Still, if there was any ego left in this, I wouldn't do it. I'd do something I'm good at. The reason I do it is that I am beginning to see how important it is to begin to learn something new at the approach of old age. When I look back at how much new construction I've done, as far as creating new pathways, I begin to get a glimpse of the bigger mind behind my small and self-important one.

And I begin to have deeper understanding of some of the lyrics I wrote for the first venture into songwriting, "Stray Shot." For example:

"From my mountaintop in robes of white
I gaze into the Persian night,
I'm watching for assassins close at hand.
I sent them out when I was younger
to bring me back a mind that's stronger
than the old age piling up white sand.
Each comes home and he kills his master; he takes his place and time moves faster,
than the right wrong old judge understands."

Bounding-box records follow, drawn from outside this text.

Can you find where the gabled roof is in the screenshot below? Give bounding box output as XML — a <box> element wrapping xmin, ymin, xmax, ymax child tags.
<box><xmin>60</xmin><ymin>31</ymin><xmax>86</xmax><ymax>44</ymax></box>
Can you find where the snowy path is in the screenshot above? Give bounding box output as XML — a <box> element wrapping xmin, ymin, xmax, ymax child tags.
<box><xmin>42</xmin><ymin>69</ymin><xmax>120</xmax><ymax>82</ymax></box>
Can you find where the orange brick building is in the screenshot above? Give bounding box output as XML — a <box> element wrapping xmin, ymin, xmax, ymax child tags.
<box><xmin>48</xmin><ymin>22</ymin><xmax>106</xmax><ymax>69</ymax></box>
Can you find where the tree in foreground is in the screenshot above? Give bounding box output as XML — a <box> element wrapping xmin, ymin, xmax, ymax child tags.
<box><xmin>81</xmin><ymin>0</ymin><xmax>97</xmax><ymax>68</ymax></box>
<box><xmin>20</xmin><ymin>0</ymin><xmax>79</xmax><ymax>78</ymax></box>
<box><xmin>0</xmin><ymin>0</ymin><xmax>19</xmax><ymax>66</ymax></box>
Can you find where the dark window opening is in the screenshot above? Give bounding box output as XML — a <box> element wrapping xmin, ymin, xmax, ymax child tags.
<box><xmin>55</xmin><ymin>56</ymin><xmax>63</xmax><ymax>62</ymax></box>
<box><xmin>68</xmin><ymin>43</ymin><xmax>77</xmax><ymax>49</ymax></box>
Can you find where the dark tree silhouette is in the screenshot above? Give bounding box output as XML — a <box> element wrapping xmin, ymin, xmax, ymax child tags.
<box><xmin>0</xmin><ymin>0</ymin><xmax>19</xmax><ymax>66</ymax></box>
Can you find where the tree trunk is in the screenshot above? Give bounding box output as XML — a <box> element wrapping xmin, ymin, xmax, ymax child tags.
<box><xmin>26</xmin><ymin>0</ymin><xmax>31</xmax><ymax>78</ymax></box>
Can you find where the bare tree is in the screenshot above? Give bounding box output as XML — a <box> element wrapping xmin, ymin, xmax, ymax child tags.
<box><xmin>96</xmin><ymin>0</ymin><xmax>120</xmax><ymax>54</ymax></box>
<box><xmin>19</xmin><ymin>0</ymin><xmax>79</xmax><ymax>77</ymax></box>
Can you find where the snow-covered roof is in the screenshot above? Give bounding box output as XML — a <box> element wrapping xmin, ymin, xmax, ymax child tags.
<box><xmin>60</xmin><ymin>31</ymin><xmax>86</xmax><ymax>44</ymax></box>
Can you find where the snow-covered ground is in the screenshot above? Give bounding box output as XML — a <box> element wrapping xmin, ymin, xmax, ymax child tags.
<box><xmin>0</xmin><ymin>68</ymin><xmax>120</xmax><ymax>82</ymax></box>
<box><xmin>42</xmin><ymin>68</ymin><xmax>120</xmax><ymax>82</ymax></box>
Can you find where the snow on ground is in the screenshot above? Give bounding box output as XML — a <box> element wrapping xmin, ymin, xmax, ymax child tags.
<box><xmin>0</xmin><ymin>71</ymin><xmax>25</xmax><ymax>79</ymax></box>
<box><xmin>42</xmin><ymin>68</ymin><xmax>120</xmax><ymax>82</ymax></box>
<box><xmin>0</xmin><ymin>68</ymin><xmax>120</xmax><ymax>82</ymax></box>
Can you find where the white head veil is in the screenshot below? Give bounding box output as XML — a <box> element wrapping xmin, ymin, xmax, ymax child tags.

Whoever I was when I began making the album, I'm not that man anymore. It was a ritual, marking the beginning of something and the end of something. I was following a dream, and in the dream, there was a black man. The shadow always appears as a black man. For a black man the shadow is a blacker man. In the dream I was sitting on a small bridge over a stream, and I had a guitar. He said, "You don't know how to play that guitar." And I knew that he could play it. When I thought about it, I knew he was shadow because I didn't recognize him as myself. I understand why he thought I was so funny, sitting there, an aging white man, trying to figure out that guitar.

Except now there are two guitars, and I can play either one.